As far as the Volvo Ocean Race goes, for Bekking, it’s six tries and no wins, and despite starting the race with strong odds in his favor, the Dutch-flagged Team Brunel has struggled in the later stages of the race as less experienced teams improve. Arriving first into Abu Dhabi at the conclusion of Leg 2, the team celebrated its status atop the leader board, but the celebration was short-lived, having failed to make the top-three in subsequent legs.
With the backing of Brunel, an international recruiting and management company, Bekking wasted little time recruiting an international squad from 600 applicants when forming his team, so he’s confident he has the right mix of talent, including the grizzled veteran Andrew Cape, of Australia, entering his sixth edition. The key, now, is unleash their potential in the closing stages.
Team SCA
Before the race started, pundits claimed the race was Team SCA’s to lose. The women held the historical upper hand: Time in the boat. The Swedish-flagged team was first to enter, first to sail the new Volvo Ocean 65, and
is funded through and through with tremendous support from its sponsor.
They race with eleven crewmembers to the eight of the men: the equalizer being strength in numbers. SCA is the world’s third-largest producer of paper products and toiletries—and has proudly put its money behind the storybook women’s entry. There’s talent aplenty onboard; the best female sailors in the world today—a dream team in pink and blue.

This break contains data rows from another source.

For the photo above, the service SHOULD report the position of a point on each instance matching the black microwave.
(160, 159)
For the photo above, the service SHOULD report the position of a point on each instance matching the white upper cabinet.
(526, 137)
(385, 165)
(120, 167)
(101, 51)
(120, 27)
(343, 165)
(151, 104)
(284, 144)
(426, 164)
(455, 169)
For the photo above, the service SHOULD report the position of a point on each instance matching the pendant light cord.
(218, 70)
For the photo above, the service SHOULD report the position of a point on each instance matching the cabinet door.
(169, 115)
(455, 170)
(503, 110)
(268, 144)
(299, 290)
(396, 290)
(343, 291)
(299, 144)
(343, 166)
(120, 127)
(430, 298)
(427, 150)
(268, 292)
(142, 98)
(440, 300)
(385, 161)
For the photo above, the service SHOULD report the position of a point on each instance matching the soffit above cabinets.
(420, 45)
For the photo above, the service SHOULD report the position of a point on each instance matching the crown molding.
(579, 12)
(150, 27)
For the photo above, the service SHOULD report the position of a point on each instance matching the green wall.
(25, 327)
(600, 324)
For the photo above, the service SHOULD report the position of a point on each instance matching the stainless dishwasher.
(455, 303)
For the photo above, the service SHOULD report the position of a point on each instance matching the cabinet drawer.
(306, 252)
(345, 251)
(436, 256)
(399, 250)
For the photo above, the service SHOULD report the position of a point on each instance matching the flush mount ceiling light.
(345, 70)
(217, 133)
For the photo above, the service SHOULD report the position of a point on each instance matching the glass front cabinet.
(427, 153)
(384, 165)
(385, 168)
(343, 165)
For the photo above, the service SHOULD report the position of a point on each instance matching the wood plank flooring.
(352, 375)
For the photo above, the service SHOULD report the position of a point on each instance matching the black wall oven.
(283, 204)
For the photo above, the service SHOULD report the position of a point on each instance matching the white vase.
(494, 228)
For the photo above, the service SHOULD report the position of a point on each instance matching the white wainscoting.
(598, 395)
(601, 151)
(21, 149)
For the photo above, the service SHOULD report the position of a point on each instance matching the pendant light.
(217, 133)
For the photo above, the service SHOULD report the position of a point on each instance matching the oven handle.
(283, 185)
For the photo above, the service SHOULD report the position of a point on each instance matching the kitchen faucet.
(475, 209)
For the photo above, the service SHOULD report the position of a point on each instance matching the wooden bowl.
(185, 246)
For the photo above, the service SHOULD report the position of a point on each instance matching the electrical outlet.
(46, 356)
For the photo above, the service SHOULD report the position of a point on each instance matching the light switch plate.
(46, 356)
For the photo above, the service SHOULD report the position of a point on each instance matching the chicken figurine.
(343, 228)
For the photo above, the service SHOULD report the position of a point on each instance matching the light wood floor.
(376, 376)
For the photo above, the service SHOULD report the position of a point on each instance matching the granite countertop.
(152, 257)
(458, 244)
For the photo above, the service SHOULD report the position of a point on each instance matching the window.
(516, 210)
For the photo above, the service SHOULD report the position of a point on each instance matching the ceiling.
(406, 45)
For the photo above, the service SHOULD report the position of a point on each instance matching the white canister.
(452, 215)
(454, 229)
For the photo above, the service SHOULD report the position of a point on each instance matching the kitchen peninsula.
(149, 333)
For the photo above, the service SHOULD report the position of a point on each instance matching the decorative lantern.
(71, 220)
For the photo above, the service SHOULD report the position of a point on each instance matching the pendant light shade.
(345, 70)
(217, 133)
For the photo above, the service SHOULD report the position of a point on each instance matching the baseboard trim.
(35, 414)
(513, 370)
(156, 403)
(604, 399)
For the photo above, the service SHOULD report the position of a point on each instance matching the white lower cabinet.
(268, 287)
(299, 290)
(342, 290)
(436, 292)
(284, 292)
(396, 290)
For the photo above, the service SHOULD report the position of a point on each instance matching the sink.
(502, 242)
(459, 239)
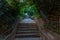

Taking a different approach to team hierarchy, there is no officially named “skipper.” Instead, Sam Davies, of England, is the “person in charge.” A solo sailor of outstanding reputation and skill, she’s also supported by solo circumnavigator Dee Cafari, of the United Kingdom. The strength of the team to date has been the in-port races, in which they’ve won two of five. Short-course racing suits them well, but on the open ocean, as the miles add up, they’ve been unable to maintain pace with the other teams. Their resilience and fighting spirit continue to make them the inspirational fan favorite.